(Fotografia: giroditalia.it) |
Não foi qualquer intervenção divina. Foi até bem terrena, bem humana. Foi o erro de um homem e o acreditar e sacrifício de outro que permitiu que um milagre acontecesse na Volta a Itália. O desporto tem destes momentos e parte da beleza do ciclismo é isto mesmo: indecisão, surpresas, um pequeno pormenor e tudo muda. Pelo meio, muito espectáculo e uma missão impossível que foi concretizada e comprovou que nesta modalidade há que acreditar até ao fim.
Vincenzo Nibali chegou a este Giro como o principal favorito de um trio que incluía um estreante veterano Alejandro Valverde e uma das grandes promessas espanholas para as três semanas, Mikel Landa. O percurso parecia assentar-lhe na perfeição. As subidas eram duras, mas ao seu jeito e tinha muitas descidas, dando a Nibali muitas opções de atacar, várias tácticas a explorar. Os contra-relógios também era ao estilo do italiano.

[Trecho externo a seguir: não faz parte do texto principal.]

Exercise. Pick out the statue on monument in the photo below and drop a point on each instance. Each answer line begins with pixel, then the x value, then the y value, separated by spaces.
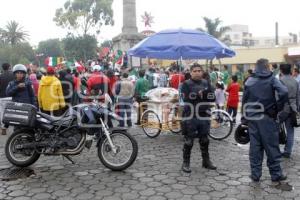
pixel 147 18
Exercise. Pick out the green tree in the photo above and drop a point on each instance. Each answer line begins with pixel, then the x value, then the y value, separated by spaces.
pixel 214 28
pixel 51 47
pixel 80 48
pixel 19 53
pixel 13 33
pixel 82 15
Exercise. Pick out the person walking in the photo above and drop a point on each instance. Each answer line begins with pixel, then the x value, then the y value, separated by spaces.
pixel 125 93
pixel 233 97
pixel 20 89
pixel 260 109
pixel 50 95
pixel 141 87
pixel 5 78
pixel 291 106
pixel 220 95
pixel 197 95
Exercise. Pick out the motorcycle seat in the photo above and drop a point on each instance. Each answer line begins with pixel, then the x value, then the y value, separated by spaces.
pixel 48 117
pixel 117 129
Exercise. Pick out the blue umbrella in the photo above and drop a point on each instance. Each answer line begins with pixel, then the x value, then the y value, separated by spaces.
pixel 181 44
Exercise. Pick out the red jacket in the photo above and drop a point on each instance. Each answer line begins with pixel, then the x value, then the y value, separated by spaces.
pixel 98 79
pixel 233 98
pixel 175 80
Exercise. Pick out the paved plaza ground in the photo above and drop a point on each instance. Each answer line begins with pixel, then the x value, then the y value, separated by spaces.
pixel 155 174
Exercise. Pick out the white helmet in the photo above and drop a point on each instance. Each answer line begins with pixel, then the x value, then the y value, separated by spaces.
pixel 96 68
pixel 19 67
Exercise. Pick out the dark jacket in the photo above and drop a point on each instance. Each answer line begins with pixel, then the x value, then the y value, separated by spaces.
pixel 5 78
pixel 67 84
pixel 293 93
pixel 263 94
pixel 21 95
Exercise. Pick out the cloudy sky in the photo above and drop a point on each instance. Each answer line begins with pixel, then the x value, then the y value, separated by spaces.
pixel 36 15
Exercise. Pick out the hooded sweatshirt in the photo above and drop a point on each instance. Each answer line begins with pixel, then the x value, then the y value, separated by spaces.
pixel 50 94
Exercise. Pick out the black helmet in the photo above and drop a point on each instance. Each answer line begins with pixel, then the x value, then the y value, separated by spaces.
pixel 241 134
pixel 20 67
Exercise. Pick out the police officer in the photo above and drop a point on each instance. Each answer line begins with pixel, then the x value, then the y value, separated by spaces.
pixel 260 109
pixel 197 93
pixel 290 107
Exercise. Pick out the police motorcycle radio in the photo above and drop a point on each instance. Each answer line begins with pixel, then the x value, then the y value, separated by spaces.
pixel 19 114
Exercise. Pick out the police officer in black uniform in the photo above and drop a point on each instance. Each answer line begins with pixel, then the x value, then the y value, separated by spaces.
pixel 197 96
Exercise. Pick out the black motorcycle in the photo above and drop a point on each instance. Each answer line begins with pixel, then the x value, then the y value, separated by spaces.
pixel 37 133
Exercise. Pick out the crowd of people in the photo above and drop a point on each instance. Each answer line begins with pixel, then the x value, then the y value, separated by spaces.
pixel 54 91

Era o regresso do filho pródigo depois de um ano em que perdeu estatuto na Astana para Fabio Aru, agora o preferido da equipa cazaque para ir ao Tour. O incidente na Vuelta que lhe valeu a expulsão (foi puxado por um carro) mancharam a reputação de um ciclista que nem sempre aparece ao seu melhor, quando enfrenta os melhores, mas que quando se trata de lutar, não vira a cara a um bom desafio. Precisamente aquele que enfrenta na carreira aos 31 anos.
Voltar a competir no Giro foi uma espécie de restart. Nibali precisava de recuperar a motivação e também algum prestígio perdido e que a vitória na Volta à Lombardia, no final de época em 2015, esteve longe de o fazer.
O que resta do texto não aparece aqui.